Sunday, June 13, 2010

Gaza flotilla attack: there are shades of grey on both sides

If the Israelis should not have dropped the wrong kind of forces from helicopters, the protesters were surely wrong to have placed themselves in harm’s way in such large and disparate numbers.

The worldwide chorus of criticism over Israel’s seizure of the Gaza Freedom flotilla has become so deafening that there must be something to be said in Israel’s defence. Let’s try.

Mind you, launching special forces onto the decks of crowded vessels in darkness – and in international waters, too – those Israelis don’t make it easy, do they?

As the Israeli commentator Yossi Melman srote in Ha’aretz yesterday, don’t they remember anything from their own brilliant Zionist propaganda coups of the 1940s – sending crowded boats full of European Jewish refugees to break the Royal Navy’s blockade of British-mandated Palestine? The other side obviously remembered.

Does this sound familiar this week? The armed British assault on the SS Exodus in 1947 and its aftermath were such a “success” – ie a PR disaster for the Brits after three people on board died – that Leon Uris wrote the book Exodus about it and Otto Preminger made a movie out of it. For Exodus, substitute Mavi Marmara.

Needless to say, the French were unhelpful and the British left Palestine to its unhappily divided fate soon after. We still live with the consequences.

But, then as now, in such conflicts where ardent protagonists on both sides see everything in black and white, the sensible reaction is surely to start looking for shades of grey.

I happened to be reading John le Carre’s Islamist thriller A Most Wanted Man over the holiday weekend, and it was a subtle study of everyone’s ethical greys, right up to the last few pages when the author clearly decided to finish it quickly and go out for lunch.
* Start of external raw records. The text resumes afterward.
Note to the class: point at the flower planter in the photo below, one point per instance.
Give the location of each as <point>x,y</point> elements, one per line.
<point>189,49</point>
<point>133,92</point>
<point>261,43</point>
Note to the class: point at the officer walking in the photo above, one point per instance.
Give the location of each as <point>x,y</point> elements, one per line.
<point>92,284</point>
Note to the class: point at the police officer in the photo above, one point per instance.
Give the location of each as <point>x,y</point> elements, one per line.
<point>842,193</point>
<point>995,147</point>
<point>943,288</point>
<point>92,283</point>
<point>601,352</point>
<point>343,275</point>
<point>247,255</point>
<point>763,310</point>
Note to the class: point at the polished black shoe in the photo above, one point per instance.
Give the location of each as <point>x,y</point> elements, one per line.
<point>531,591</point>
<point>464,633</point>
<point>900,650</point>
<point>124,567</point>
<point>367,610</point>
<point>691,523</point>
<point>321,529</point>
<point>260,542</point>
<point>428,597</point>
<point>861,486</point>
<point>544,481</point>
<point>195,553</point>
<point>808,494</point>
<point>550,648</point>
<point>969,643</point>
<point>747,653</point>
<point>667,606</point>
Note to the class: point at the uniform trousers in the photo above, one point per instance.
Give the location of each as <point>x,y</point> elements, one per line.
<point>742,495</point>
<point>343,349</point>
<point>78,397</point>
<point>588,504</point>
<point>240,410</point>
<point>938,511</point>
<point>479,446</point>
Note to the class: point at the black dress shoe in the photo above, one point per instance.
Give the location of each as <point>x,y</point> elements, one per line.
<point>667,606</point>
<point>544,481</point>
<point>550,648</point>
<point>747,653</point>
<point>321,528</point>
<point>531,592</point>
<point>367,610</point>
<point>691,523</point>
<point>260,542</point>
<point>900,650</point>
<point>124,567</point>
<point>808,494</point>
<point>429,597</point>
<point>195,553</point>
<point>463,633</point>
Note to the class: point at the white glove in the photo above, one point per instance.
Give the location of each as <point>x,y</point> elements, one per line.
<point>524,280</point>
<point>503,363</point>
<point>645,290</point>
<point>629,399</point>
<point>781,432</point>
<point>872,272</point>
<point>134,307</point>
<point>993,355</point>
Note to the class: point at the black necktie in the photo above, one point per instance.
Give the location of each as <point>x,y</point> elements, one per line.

So let’s look for greys. If the Israelis should not have dropped the wrong kind of forces from helicopters – always scary when overhead – the protesters were surely wrong to have placed themselves in harm’s way in such large and disparate numbers.

I mean to say, would you want old people and women with children – especially with children – on a trip like that, however strongly you felt about the plight of Gaza under siege?

When I read of people doing that sort of thing, I’m afraid it reminds me of Mrs Jellaby in Dickens’s Bleak House, who espoused all sorts of good causes far from the home and family she so neglected.

We understand why activists feel moved to do such things, but we don’t always have to approve. Every day, I pass within sight and sound of the activist camp on Parliament Square, protesting about all manner of things such as “peace in Afghanistan NOW”. I’m not sure they’re doing anyone but themselves much good.